The spiro sesquiterpene dimer compound can be applied to preparation of antitumor drugs, has obvious antitumor activity, and can be further prepared into antitumor drugs for cancer treatment.
The spiro sesquiterpene dimer compound can be applied to preparation of anti-inflammatory drugs. The inventor unexpectedly finds that the anti-inflammatory capability of the compound is better than that of the existing drug dexamethasone in the research process.
The spiro sesquiterpene dimer compound can be applied to preparation of liver-protecting medicines. The spiro sesquiterpene dimer compound can be applied to preparation of drugs for inhibiting expression of key pathogenic factors IFN-gamma. The inventor proves that the spiro sesquiterpene dimer compound can obviously inhibit the expression of a key pathogenic factor IFN-gamma through a Con A-induced acute liver injury model, can reduce the secretion of an inflammatory medium induced by Con A through the treatment of the spiro sesquiterpene dimer compound, reduces the immune liver injury of a mouse, and has the effect of protecting the liver.

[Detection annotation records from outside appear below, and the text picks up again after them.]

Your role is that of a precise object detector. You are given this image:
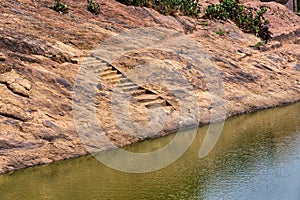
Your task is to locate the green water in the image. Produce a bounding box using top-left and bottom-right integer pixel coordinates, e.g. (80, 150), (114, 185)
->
(0, 103), (300, 200)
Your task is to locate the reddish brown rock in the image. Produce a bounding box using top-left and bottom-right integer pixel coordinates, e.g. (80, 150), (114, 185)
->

The spiro sesquiterpene dimer compound can be applied to preparation of pesticides.
The spiro sesquiterpene dimer compound can be applied to the preparation of aphicide. The research of the inventor shows that the spiro sesquiterpene dimer compound shows obvious toxicity on four aphids, namely the Sinorhizus persicae, the Aphis graminicola and the Aphis fabae, has a wide insecticidal spectrum and obvious insecticidal activity, and can be used as an active ingredient to be further prepared into an aphid-killing botanical pesticide.
The spiro sesquiterpene dimer compound can be applied to preparation of nematocides. The research of the inventor shows that the spiro sesquiterpene dimer compound has insecticidal capacity on meloidogyne incognita, and the nematicidal capacity of the spiro sesquiterpene dimer compound is unexpectedly found to be stronger than that of the existing commercial pesticide fosthiazate, so that the spiro sesquiterpene dimer compound has a better application prospect in the nematicidal direction as a plant-derived pesticide.

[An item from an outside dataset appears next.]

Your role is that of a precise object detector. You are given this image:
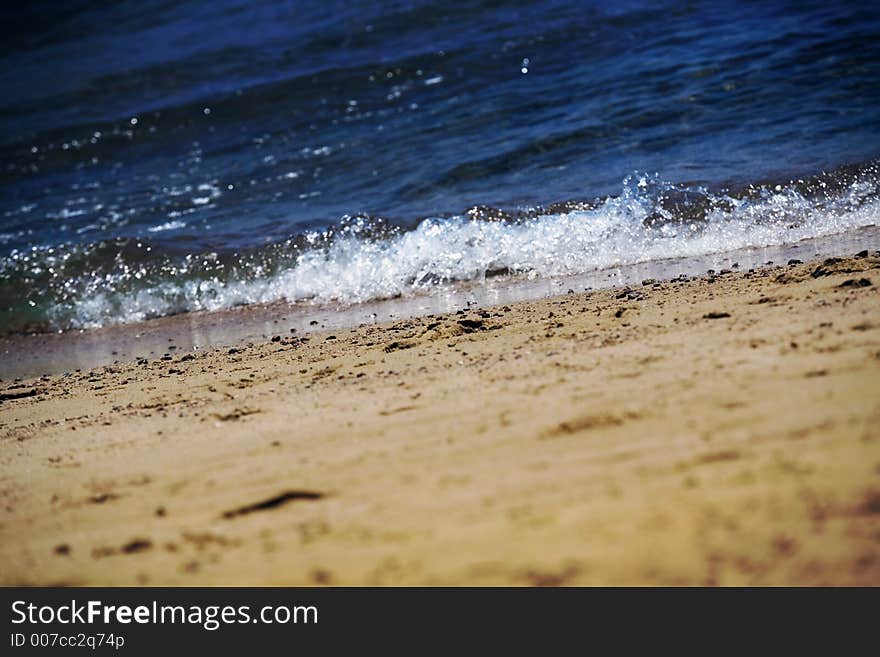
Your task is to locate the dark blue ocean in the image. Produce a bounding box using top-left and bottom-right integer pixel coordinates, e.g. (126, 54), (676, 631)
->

In the application process, the spiro sesquiterpene dimer compound can be prepared into a proper dosage form or added with one or more conventional auxiliary materials in the field to prepare a pharmaceutical composition for application according to the actual use requirement.
Test results show that the compound has good anti-tumor, anti-inflammatory, aphid-killing and nematode-killing effects, provides a new choice for clinically screening and/or preparing anti-tumor and anti-inflammatory medicines, and provides a new choice for screening and/or preparing aphid-killing and nematode-killing medicines in agriculture.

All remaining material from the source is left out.